Research Reports - Social cognition and its relationship to functional outcomes in patients with traumatic brain injury
Neuropsychiatr Dis Treat. 2014 Nov 3;10:2061-8
Ubukata S(1), Tanemura R(2), Yoshizumi M(3), Sugihara G(3), Murai T(3), Ueda K(3)
Deficits in social cognition are common after traumatic brain injury (TBI).
However, little is known about how such deficits affect functional outcomes. The
purpose of this study was to investigate the relationship between social
cognition and functional outcomes in patients with TBI. We studied this
relationship in 20 patients with TBI over the course of 1 year post-injury.
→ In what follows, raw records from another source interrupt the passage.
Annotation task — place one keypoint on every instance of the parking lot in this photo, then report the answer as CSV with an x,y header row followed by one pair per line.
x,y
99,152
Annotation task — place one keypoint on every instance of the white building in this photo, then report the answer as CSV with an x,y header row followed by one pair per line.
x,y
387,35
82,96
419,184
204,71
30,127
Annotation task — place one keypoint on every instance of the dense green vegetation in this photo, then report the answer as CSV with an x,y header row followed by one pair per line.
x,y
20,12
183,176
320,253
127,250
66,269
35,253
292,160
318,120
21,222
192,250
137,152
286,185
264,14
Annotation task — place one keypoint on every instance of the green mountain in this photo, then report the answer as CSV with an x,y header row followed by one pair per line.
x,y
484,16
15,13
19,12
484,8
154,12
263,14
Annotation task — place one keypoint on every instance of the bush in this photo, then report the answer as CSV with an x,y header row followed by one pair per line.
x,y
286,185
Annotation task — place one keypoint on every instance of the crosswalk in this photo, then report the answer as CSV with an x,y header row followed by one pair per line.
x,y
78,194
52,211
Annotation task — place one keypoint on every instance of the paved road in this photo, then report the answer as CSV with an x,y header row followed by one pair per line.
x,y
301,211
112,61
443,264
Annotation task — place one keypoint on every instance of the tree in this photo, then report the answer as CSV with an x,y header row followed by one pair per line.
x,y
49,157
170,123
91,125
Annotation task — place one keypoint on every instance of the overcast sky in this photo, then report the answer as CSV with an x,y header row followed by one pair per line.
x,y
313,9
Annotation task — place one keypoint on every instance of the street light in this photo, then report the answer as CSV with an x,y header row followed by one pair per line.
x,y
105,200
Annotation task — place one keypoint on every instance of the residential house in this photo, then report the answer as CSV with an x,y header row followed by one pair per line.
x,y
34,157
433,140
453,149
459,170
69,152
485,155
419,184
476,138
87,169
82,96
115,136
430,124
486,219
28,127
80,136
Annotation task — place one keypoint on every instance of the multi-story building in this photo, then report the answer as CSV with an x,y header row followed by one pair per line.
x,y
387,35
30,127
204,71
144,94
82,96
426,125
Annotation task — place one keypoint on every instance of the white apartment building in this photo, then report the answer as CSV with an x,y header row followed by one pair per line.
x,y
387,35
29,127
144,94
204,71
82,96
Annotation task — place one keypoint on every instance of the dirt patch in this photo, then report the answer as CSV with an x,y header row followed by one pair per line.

Patients completed neurocognitive assessments and social cognition tasks. The
social cognition tasks included an emotion-perception task and three theory of
mind tasks: the Faux Pas test, Reading the Mind in the Eyes (Eyes) test, and the
Moving-Shapes paradigm. The Craig Handicap Assessment and Reporting Technique was
used to assess functional outcomes. Compared with our database of normal
subjects, patients showed impairments in all social cognition tasks. Multiple
regression analysis revealed that theory of mind ability as measured by the Eyes
test was the best predictor of the cognitive aspects of functional outcomes. The
findings of this pilot study suggest that the degree to which a patient can
predict what others are thinking is an important measure that can estimate
functional outcomes over 1 year following TBI.